Despite Bitcoin's recent 14% rebound, many top traders are hesitant to turn bullish, exhibiting an "ultra-skeptical stance" due to uncertainty following a 52% retreat from its all-time high of $126,220 in October 2025. This reluctance stems from several factors, including a decline in bullish leverage demand and persistent concerns about further price declines.
One key indicator of this bearish sentiment is the Bitcoin long-to-short ratio at Binance, which recently hit a 30-day low, signaling a sharp decrease in demand for bullish leverage. This ratio dropped from 1.93 to 1.20, indicating that even with Bitcoin reaching 15-month lows, traders are not rushing to take on leveraged long positions. Similarly, the long-to-short ratio for top traders at OKX experienced a sharp reversal, falling from a peak of 4.3 to 1.7. This shift aligns with a $1 billion liquidation event in leveraged Bitcoin futures, where traders were forced to close positions due to insufficient margin.
Adding to the cautious outlook is the behavior of larger Bitcoin holders. Data suggests that these "whales" have been distributing their holdings during the rebound, applying downward pressure on the price. This pattern needs to reverse before significant upward movement can occur.
Furthermore, the Bitcoin derivatives market is sending warning signals, with traders remaining defensively positioned and a lack of new bullish bets. The funding rate for Bitcoin perpetual contracts remains negative, a bearish indicator suggesting that traders are still preparing for downside risk or are only willing to hold long positions if they receive compensation. Open interest in Bitcoin perpetual futures has also failed to recover since October, highlighting a lack of confidence in the rebound.
Liquidity conditions are also contributing to market anxiety. Thin order books can lead to significant price swings even with modest selling pressure, triggering stop-losses and liquidations, creating a feedback loop that amplifies market volatility. This structural factor helps explain Bitcoin's volatile price action, where it can fluctuate by thousands of dollars within a single trading day without breaking through key resistance levels.
Adding to the uncertainty, Bitcoin's rebound has been challenged by a resurgence in gold prices, which have climbed above $5,000 an ounce.
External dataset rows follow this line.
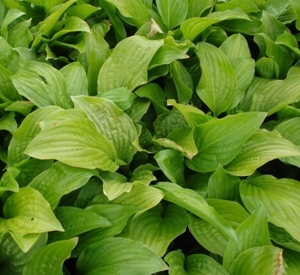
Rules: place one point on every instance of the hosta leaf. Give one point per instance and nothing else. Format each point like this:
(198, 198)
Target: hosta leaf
(59, 180)
(171, 163)
(259, 149)
(50, 259)
(117, 214)
(193, 202)
(28, 212)
(208, 235)
(222, 185)
(114, 124)
(82, 146)
(275, 95)
(76, 79)
(41, 84)
(107, 255)
(252, 232)
(195, 264)
(258, 260)
(218, 81)
(12, 258)
(132, 9)
(158, 227)
(76, 221)
(220, 140)
(172, 12)
(279, 196)
(128, 62)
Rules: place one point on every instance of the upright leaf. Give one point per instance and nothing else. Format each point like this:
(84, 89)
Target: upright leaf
(220, 140)
(218, 80)
(107, 255)
(128, 62)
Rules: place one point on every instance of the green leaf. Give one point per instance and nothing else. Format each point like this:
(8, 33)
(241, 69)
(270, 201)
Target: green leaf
(258, 260)
(259, 149)
(220, 140)
(132, 9)
(82, 146)
(107, 255)
(193, 202)
(223, 185)
(158, 227)
(12, 258)
(128, 62)
(114, 124)
(42, 84)
(173, 12)
(59, 180)
(218, 81)
(289, 129)
(50, 259)
(208, 235)
(252, 232)
(279, 196)
(195, 264)
(117, 214)
(76, 221)
(171, 163)
(76, 79)
(28, 212)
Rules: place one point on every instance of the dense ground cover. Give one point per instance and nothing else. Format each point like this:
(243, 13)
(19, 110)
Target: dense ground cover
(150, 137)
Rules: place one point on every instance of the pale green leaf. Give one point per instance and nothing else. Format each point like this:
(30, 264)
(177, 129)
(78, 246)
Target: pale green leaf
(193, 202)
(42, 84)
(76, 221)
(107, 255)
(220, 140)
(195, 264)
(28, 212)
(172, 165)
(259, 149)
(114, 124)
(252, 232)
(76, 79)
(132, 9)
(279, 196)
(128, 63)
(258, 260)
(218, 80)
(208, 235)
(158, 227)
(50, 259)
(76, 142)
(172, 12)
(59, 180)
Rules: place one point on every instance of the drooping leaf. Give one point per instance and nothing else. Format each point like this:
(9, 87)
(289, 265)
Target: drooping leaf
(195, 264)
(59, 180)
(157, 227)
(42, 84)
(28, 212)
(128, 62)
(279, 196)
(259, 260)
(93, 149)
(220, 140)
(193, 202)
(47, 260)
(259, 149)
(107, 255)
(218, 80)
(114, 124)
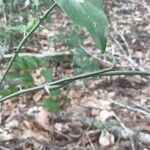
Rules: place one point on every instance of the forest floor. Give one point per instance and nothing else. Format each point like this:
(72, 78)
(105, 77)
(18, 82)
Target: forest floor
(120, 103)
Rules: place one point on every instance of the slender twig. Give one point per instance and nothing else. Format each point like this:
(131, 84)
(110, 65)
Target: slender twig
(61, 82)
(39, 55)
(24, 41)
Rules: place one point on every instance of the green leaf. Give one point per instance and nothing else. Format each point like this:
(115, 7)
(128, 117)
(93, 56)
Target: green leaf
(8, 91)
(51, 105)
(74, 39)
(1, 3)
(31, 25)
(88, 14)
(48, 75)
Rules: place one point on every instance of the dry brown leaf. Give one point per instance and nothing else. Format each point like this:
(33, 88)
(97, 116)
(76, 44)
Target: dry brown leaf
(37, 96)
(107, 139)
(6, 136)
(43, 120)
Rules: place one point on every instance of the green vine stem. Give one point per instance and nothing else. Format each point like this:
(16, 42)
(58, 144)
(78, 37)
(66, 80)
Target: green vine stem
(61, 82)
(24, 41)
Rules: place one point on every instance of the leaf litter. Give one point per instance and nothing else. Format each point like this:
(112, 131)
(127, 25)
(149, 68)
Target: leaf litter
(27, 125)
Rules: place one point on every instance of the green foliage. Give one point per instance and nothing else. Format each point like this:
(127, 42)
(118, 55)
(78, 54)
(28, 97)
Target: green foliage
(88, 14)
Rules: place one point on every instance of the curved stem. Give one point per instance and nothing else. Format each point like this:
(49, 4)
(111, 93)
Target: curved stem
(24, 41)
(61, 82)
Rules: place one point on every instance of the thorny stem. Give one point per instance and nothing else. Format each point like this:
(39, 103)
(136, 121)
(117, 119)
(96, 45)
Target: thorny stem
(24, 41)
(61, 82)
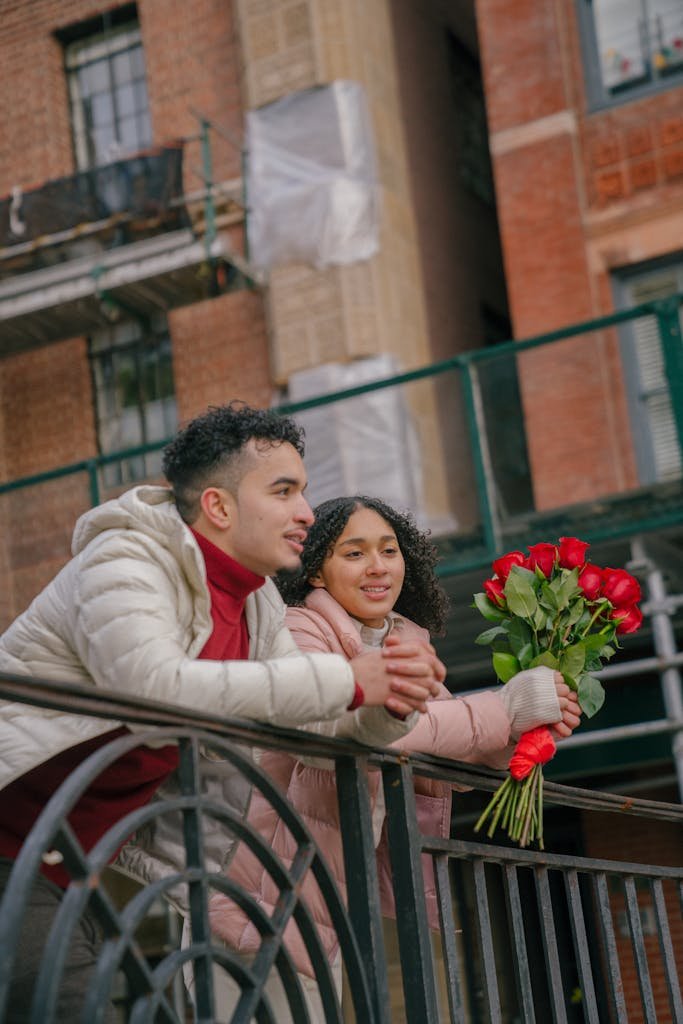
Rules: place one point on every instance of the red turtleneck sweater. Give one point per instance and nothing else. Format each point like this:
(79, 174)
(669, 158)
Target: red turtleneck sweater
(132, 780)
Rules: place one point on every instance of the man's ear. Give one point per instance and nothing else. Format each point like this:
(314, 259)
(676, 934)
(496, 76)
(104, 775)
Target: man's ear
(217, 505)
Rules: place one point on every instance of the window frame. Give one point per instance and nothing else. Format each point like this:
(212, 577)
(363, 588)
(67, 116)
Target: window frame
(641, 425)
(100, 40)
(598, 96)
(101, 345)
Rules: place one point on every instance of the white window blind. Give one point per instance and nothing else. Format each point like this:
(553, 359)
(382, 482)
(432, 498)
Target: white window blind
(654, 414)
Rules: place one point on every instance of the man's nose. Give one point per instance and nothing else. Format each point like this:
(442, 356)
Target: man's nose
(305, 513)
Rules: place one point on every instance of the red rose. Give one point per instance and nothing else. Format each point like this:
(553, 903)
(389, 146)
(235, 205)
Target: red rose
(543, 555)
(621, 588)
(630, 620)
(590, 581)
(494, 591)
(572, 552)
(503, 564)
(535, 748)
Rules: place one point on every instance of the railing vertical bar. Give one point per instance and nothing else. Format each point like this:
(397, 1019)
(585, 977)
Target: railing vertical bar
(520, 957)
(480, 456)
(406, 855)
(604, 916)
(188, 776)
(361, 882)
(486, 943)
(666, 945)
(639, 951)
(550, 945)
(589, 1000)
(450, 946)
(669, 325)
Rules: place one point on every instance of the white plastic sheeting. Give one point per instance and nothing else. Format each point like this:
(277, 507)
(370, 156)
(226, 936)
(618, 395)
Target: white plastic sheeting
(311, 178)
(367, 444)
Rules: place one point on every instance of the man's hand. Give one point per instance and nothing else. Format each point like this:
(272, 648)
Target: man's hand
(400, 676)
(569, 708)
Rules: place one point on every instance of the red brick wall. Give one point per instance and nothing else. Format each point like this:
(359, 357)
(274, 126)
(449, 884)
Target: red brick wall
(219, 346)
(554, 180)
(220, 352)
(638, 841)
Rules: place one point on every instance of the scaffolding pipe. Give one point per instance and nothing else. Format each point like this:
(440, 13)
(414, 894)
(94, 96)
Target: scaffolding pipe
(665, 646)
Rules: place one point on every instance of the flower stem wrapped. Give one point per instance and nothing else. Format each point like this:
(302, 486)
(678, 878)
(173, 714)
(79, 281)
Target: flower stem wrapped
(552, 607)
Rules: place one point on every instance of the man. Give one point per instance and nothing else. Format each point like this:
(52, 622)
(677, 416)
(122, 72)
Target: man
(167, 597)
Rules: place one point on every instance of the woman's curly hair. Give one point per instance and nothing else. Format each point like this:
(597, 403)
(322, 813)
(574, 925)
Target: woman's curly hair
(422, 598)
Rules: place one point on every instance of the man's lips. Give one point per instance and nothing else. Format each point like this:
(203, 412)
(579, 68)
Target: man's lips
(297, 540)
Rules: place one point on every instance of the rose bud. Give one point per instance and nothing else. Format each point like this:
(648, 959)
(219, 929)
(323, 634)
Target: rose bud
(590, 581)
(503, 564)
(572, 552)
(620, 588)
(543, 555)
(494, 591)
(630, 620)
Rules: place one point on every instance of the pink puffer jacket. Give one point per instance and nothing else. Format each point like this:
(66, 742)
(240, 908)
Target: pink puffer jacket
(474, 729)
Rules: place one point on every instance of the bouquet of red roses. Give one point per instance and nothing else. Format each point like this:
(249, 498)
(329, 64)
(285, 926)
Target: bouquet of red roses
(553, 607)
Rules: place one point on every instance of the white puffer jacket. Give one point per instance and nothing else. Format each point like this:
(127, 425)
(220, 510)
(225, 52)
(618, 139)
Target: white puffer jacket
(131, 612)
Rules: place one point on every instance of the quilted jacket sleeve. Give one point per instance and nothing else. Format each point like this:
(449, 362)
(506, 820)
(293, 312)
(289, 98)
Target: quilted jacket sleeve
(473, 728)
(372, 726)
(130, 630)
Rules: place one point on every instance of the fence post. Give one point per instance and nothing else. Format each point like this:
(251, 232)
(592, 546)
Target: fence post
(361, 882)
(409, 888)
Some analysts believe that this shift in focus towards traditional assets like gold could hinder any further crypto recovery.
Despite the skepticism, some analysts remain optimistic about Bitcoin's long-term prospects. One analyst stated that the "bearish case for Bitcoin is the weakest it's ever been in its history," expecting Bitcoin to reach a new all-time high with a year-end target price of $150,000.
Overall, while Bitcoin has shown some recovery, top traders are not yet convinced that a sustained bullish trend has begun. Concerns about market structure, whale activity, and broader economic factors are contributing to a cautious approach, with many traders waiting for more concrete signs of stability before fully embracing a bullish outlook.